I’m always so impressed at how quick and easy biscuits are to make, especially when you don’t fuss with cutters and aren’t too concerned with perfectly even shapes and sizes. They’re homemade. They’re rustic. They’re delicious. Just go for it!

cheddar chive rolls
Cheddar and chives in a yeast roll.

Of course, if you’re more into yeast doughs, you’ll want to check out these cheddar chive rolls. Another good way to enjoy chives.

When you make these chive biscuits, share your photos and comments with me! Add to the comments below or share a photo on Instagram and tag #getgettys so I can see it and like it!

12 Comments

  1. 4 stars
    Getty, these are very attractive, and probably really tasty.
    Have you found resistance to eating the blossoms? I have used them to decorate devilled eggs – as opposed to adding green onions or the chive stems in the yolk mixture. In more than 90% of the cases, the flower was pushed to the side of the plate, before the egg was eaten. So, disappointing.

    1. Hi Simone, Yes people can be hesitant to try edible flowers at first – just keep putting them on and maybe one day they’ll go for it! Also try cutting them finer so they’re a more integral part of the dish and less easy to pick out.

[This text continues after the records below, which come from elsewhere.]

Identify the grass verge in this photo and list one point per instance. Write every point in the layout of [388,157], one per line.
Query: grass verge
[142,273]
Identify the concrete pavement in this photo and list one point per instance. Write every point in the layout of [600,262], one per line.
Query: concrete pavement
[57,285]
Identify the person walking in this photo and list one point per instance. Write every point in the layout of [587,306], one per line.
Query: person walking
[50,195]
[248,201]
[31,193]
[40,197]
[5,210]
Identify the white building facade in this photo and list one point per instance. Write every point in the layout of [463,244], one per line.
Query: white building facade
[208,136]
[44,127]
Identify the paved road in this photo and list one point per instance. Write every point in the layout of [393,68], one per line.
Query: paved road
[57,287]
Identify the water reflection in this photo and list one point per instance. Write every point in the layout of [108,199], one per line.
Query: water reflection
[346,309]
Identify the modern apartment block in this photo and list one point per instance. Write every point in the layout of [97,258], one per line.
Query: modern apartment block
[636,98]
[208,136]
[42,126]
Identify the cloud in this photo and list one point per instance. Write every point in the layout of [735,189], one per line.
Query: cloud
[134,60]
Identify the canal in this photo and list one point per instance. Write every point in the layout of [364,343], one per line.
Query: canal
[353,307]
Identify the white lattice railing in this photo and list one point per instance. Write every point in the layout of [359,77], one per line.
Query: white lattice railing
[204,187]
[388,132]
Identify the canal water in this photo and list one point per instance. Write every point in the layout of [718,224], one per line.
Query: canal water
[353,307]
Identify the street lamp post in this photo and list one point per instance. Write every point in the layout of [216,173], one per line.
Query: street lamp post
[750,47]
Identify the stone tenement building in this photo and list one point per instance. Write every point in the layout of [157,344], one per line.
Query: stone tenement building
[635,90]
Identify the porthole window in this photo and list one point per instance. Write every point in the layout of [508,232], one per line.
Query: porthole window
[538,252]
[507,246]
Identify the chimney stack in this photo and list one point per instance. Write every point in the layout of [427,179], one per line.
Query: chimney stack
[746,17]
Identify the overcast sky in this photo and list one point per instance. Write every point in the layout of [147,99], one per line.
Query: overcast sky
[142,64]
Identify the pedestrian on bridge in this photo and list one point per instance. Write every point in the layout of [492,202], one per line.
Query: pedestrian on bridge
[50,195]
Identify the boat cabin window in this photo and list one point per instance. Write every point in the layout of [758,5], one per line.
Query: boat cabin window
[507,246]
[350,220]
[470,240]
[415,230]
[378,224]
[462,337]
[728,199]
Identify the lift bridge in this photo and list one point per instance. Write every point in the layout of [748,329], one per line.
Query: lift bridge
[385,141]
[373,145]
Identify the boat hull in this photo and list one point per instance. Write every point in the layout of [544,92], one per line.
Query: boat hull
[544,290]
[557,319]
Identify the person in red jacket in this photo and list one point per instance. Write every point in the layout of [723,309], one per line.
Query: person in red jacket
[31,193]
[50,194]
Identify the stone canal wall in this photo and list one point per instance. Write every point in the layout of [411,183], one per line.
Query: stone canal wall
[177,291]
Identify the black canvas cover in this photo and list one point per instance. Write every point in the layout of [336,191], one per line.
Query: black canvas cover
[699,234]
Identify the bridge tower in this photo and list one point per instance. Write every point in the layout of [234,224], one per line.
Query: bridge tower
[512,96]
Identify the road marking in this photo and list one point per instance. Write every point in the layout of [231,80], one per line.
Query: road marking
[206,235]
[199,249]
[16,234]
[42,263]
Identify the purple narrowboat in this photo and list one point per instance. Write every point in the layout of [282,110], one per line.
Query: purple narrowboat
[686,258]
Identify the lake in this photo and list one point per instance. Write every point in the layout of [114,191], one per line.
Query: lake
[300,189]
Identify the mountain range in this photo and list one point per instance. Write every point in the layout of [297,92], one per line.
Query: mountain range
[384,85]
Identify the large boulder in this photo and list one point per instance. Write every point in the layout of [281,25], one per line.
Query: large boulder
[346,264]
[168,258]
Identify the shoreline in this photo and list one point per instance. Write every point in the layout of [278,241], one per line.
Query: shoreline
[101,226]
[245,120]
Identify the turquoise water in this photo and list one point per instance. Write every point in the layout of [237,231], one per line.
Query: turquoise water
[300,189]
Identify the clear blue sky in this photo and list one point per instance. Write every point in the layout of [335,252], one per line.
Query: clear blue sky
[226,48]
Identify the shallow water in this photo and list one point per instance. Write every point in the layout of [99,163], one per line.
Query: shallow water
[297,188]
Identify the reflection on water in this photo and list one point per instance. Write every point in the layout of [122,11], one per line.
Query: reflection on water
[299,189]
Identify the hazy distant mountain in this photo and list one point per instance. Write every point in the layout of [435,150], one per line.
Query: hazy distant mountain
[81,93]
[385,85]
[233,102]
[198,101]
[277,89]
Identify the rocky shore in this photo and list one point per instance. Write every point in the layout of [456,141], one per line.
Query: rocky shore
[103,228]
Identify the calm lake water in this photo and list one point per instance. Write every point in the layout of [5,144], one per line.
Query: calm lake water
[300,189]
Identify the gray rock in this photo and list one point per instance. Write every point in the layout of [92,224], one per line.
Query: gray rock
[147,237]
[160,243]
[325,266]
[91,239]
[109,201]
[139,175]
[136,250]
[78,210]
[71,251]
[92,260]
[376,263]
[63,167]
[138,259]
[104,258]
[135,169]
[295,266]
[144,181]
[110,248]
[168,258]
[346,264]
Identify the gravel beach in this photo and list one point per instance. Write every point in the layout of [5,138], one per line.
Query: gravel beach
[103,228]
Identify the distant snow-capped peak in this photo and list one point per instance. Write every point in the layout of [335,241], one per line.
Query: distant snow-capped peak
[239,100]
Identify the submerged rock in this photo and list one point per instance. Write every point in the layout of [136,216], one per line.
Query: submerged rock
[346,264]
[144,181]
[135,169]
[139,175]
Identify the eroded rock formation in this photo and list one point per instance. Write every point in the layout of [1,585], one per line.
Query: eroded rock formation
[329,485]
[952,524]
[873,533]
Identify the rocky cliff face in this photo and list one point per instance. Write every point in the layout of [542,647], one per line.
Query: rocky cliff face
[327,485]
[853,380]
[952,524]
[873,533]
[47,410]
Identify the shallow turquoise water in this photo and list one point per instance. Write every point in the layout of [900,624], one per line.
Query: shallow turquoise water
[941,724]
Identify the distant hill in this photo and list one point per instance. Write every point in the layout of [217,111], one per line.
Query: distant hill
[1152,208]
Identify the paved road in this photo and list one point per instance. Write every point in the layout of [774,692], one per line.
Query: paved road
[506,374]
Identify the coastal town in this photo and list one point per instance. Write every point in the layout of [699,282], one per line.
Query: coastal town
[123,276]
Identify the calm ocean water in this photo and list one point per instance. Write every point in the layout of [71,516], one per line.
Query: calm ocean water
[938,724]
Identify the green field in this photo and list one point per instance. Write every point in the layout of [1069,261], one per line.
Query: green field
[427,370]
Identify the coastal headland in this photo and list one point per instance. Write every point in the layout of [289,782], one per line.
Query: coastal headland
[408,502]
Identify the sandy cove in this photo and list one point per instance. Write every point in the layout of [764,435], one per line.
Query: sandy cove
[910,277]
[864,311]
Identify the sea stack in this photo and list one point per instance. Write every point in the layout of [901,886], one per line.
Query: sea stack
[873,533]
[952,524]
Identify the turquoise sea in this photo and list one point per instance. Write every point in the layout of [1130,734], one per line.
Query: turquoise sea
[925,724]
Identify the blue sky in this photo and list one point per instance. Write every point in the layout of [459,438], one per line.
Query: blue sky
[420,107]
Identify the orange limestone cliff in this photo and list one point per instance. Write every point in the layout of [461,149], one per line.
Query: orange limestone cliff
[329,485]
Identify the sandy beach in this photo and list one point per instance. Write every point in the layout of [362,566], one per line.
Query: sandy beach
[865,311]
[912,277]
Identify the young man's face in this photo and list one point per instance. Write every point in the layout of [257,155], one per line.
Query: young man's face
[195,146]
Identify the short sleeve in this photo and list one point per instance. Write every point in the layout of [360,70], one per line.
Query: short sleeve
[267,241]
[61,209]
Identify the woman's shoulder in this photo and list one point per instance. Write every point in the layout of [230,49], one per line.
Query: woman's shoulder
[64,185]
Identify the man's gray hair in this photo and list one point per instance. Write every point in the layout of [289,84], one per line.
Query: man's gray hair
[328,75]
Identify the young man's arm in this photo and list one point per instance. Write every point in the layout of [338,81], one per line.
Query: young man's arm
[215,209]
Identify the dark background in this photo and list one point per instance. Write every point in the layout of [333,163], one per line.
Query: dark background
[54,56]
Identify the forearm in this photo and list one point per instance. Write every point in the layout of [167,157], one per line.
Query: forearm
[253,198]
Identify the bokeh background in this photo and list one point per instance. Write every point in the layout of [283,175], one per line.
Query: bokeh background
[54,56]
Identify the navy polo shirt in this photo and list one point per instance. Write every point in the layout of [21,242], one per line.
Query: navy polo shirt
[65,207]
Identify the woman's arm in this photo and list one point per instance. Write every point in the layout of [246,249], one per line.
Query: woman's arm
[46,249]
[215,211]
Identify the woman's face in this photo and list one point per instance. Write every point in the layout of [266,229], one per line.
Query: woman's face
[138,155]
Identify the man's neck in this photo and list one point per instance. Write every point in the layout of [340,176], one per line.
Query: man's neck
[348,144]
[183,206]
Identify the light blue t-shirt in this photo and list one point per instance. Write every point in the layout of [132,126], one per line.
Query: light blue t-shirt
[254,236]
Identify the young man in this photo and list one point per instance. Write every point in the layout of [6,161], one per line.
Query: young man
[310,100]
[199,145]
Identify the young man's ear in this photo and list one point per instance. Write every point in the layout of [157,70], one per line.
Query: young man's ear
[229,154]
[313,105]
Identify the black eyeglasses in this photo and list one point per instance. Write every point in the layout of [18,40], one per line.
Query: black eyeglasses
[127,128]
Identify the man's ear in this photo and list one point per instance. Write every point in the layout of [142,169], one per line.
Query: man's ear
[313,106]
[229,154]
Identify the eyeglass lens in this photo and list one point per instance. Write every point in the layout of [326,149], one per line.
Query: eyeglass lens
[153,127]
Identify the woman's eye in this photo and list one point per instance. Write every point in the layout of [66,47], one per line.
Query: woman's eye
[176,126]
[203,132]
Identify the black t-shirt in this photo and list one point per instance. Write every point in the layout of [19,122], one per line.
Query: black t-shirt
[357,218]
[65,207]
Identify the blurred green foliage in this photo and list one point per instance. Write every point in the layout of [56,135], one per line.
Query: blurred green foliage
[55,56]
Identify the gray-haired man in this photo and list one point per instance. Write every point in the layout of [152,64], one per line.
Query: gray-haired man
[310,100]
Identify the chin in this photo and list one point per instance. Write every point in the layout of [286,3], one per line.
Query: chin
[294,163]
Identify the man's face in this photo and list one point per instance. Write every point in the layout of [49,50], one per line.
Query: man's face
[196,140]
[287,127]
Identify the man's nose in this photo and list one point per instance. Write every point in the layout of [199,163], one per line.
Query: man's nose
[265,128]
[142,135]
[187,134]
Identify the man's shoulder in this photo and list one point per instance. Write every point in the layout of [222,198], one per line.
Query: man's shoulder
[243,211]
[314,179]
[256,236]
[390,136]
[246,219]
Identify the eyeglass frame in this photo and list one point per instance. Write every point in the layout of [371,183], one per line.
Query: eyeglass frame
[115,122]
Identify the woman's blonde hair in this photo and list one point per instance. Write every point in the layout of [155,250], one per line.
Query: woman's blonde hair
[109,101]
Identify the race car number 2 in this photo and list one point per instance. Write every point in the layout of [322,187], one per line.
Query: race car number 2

Here’s a video showing how I cut the chive blossoms to make them more enjoyable for everyone. https://www.youtube.com/shorts/4LpiXR5Zb8E

  2. 5 stars
    Absolutely amazing biscuits. Loved by the entire family. I so anticipate my chives starting to flower and it is time to make these biscuits. They are so tender and light. An absolute treat.

    1. Thank you for the feedback, Gwenyth. I’m thrilled to hear your family loves them. There’s something special about seasonal recipes like this – the anticipation and phenomenal flavour you get when foods are picked and enjoyed at their peak once a year.

  3. Hi Getty,
    These look amazing and I can’t wait to try making them! Can I substitute some or all of the white flour with whole wheat flour for these chive blossom biscuits?
    Thanks for all the wonderful recipes and helpful tips! Love reading your newsletter and instagram posts!

    1. Thank you for the lovely comments, glad you enjoy my content. As for substituting with whole wheat flour, I haven’t tried it – but it should be doable. Start by replacing 1/3 of the all purpose flour with whole wheat – see how it works and next time try replacing more.

  4. 3 stars
    Great concept, but the ratio of leaveners is off. The biscuits have a metallic tang 🙁 and I’m going to end up throwing them away.

    1. I’m confident that the measurements for this recipe are spot on – I make them often and many of my followers have made them and love this recipe. The amount of baking powder and baking soda in this recipe is common for the amount of flour. I’m sorry you experienced a metallic flavor – that’s never pleasant. For everyone reading, here’s how to avoid that tang: Measure baking soda and baking powder accurately and don’t confuse the two. Use the specified amount of acid (buttermilk or milk with acid). Mix the dry ingredients thoroughly before adding wet ingredients.